Summary of tasks to perform

  1. Write a conversion program to convert files of n-class feature data (in the specified format) into files of 2-class (inter and intra-class) dichotomy-model feature data.
  2. Prepare sets of inter and intra-class data for training and testing. The testing sets must be independent (different) from the training sets. These data sets might be the output of the conversion program. These data sets should also be made available to Team 6 for further experimentation.
  3. Implement the nearest-neighbor technique to obtain accuracy results on the data.
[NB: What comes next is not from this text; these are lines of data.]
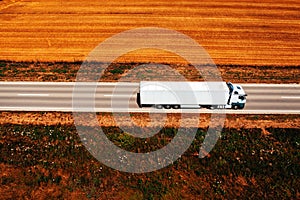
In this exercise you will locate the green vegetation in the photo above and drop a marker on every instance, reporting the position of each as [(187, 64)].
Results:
[(243, 164)]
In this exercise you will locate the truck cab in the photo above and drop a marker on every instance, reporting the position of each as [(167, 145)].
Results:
[(237, 96)]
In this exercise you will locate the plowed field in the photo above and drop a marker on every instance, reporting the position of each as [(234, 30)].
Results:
[(233, 32)]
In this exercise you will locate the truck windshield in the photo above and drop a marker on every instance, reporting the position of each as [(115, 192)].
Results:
[(230, 86)]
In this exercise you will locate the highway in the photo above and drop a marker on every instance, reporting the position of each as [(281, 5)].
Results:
[(121, 97)]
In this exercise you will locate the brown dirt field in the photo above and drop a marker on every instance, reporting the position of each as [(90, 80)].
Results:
[(66, 72), (143, 120), (247, 32)]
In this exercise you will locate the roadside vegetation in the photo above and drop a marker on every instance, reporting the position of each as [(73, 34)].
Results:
[(66, 72), (51, 162)]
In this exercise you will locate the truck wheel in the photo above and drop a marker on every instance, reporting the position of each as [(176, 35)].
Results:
[(158, 106), (176, 106)]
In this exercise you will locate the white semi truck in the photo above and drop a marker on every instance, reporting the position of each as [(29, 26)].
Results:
[(177, 95)]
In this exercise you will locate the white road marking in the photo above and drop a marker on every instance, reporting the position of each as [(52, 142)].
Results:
[(115, 95), (290, 97), (34, 95)]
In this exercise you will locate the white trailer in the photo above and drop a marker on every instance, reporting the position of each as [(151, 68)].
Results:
[(191, 95)]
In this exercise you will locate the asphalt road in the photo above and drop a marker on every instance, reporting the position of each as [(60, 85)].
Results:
[(121, 97)]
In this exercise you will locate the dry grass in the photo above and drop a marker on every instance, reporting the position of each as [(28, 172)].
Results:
[(238, 32), (144, 120)]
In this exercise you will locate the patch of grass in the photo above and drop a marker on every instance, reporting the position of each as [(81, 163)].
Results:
[(244, 163)]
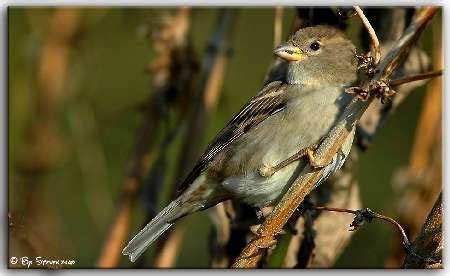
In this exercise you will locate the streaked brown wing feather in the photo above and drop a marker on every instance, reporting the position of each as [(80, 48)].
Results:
[(268, 102)]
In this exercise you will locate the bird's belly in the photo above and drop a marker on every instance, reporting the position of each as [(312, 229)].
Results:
[(272, 142), (260, 191)]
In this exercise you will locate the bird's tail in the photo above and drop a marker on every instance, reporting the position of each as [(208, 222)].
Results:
[(155, 228)]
This technique simply computes the Euclidean distance of each testing sample to all the training samples, and assigns the test sample to the class of the nearest training sample. The form of the results we are looking for is shown in the table below. For example, the first results row of the table indicates that we have mouse data, test sample sizes for inter and intra-class of 50 each, 12% False Reject Rate (6 samples falsely rejected out of the 50 intra-class samples), 16% False Accept Rate (8 samples falsely accepted out of the 50 inter-class samples), and a performance of 86% (the remaining 86 samples correctly classified).

    Biometric Test Test Sizes FRR FAR Performance
    Mouse 10 Fixed Buttons 50-50 12.0% 16.0% 86.0%
    Stylometry PC Email 100-100 5.0% 5.0% 95.0%
    Keystroke Copy/Desktop-Desktop 500-500 1.2% 0.2% 99.3%
    Keystroke Copy/Desktop-Laptop 500-500 4.2% 3.2% 96.3%

    Although the initial training and testing data sets might be rather small, we should strive for training and testing data sets of approximately 1000 samples each (500 inter and 500 intra-class pairs). Also, for the mid-semester checkpoint we would like to see at least one small experiment completed.